As part of WF and WCF integration in .NET 3.5, Workflow Services give us the ability to expose workflows as WCF services (including activation) and to consume WCF services from within workflows. Additional interesting features include explicit context management support, conversation support (multiple parallel send-receive pairs in a workflow), durable services and other interesting issues. (Check out the demos in the Visual Studio 2008 Training Kit, specifically the Demos\03 - WF directory.)
This model seems really cool because it's enough for me to put a ReceiveActivity as the first activity of my WF, set the CanCreateInstance of that activity to true, and create a WorkflowServiceHost for that workflow type. The details of activation, message dispatching, correlation (context management) are taken care of by the infrastructure. (By the way, I have used a custom implementation of almost all of these features first-hand just after the initial .NET 3.0 RTM, so I can't be blamed for being biased in favor of Microsoft's implementation.)
One thing that was immediately missing to me is the ability to create a workflow manually (i.e., not in response to a WCF service call) and then associate it with the WorkflowServiceHost instance. So basically I want to create the workflow myself in response to some external trigger, but from that point on the workflow can use ReceiveActivity without limitations (which means it must be associated with the WorkflowServiceHost). Consider the following workflow:
Sequential Workflow
ReceiveActivity (CanCreateInstance = false) from IMyWorkflow.Start
ReceiveActivity (CanCreateInstance = false) from IMyWorkflow.End
So what I would like to do is create an instance of that workflow manually (using the WorkflowRuntime obtained from the WorkflowRuntimeBehavior on the WorkflowServiceHost), and then provide the endpoint and workflow instance id so that clients (in the broad sense) can now issue the Start and End operations to the workflow.

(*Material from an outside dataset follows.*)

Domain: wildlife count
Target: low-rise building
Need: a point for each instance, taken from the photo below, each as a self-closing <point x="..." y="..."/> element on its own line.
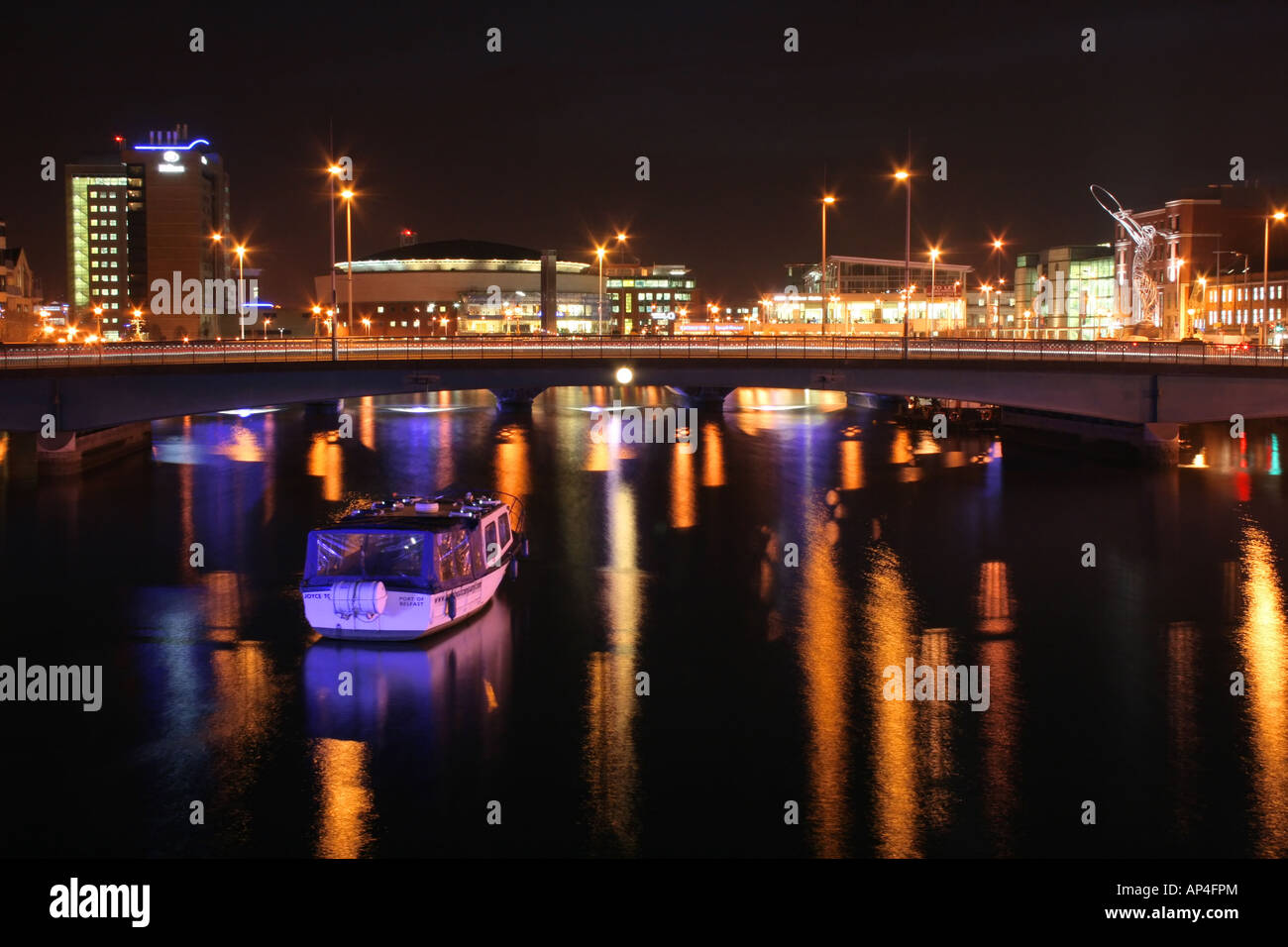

By the way, the reason for doing something like that is that I'm constructing a framework for executing workflows which I do not control; to do that, I want to construct the service host dynamically* and execute the workflow in response to my trigger and not in response to a WCF service call over an endpoint that initially is known only to me.
After spending lots of time, I started whipping up an implementation of a custom activity that I would dynamically insert into the workflow, and that activity would contain a ReceiveActivity listening on an internal contract I define; this poses problems because I can't dynamically modify a workflow before it's running, unless that workflow is a XOML-only workflow; so this means that my workflow developers will have to embed that activity in their workflow, YUCK!
Fortunately, there is a way to accomplish what I wanted, and it's phenomenally simple. Unfortunately, I couldn't find any documentation or reference to it, but here it comes. Create the workflow yourself using the WorkflowRuntime obtained from the host, and start the workflow (WorkflowInstance.Start). That's it. The workflow can now be addressed using the workflow instance id, if you set up the context correctly. (By the way, it's not that I didn't think of the first step. What I forgot to do is call the Start method, which is so damn stupid.)
Here's what the code looks like (except for the workflow definition itself):
You can find the sample code here. It demonstrates setting up the workflow outlined above as a workflow service, but creating an instance of that workflow manually and then communicating with it by manually setting up the context to specify that particular instance as a GUID. (Note that the "instanceId" in the example is case-sensitive.)
* This in itself is interesting because you need to add an endpoint to the host for each service contract your WF is using a ReceiveActivity on. To do that, I created an instance of the workflow (as a template) and recursed over all composite activities looking for ReceiveActivity instances (from which you can extract the contract information using the ServiceOperationInfo property).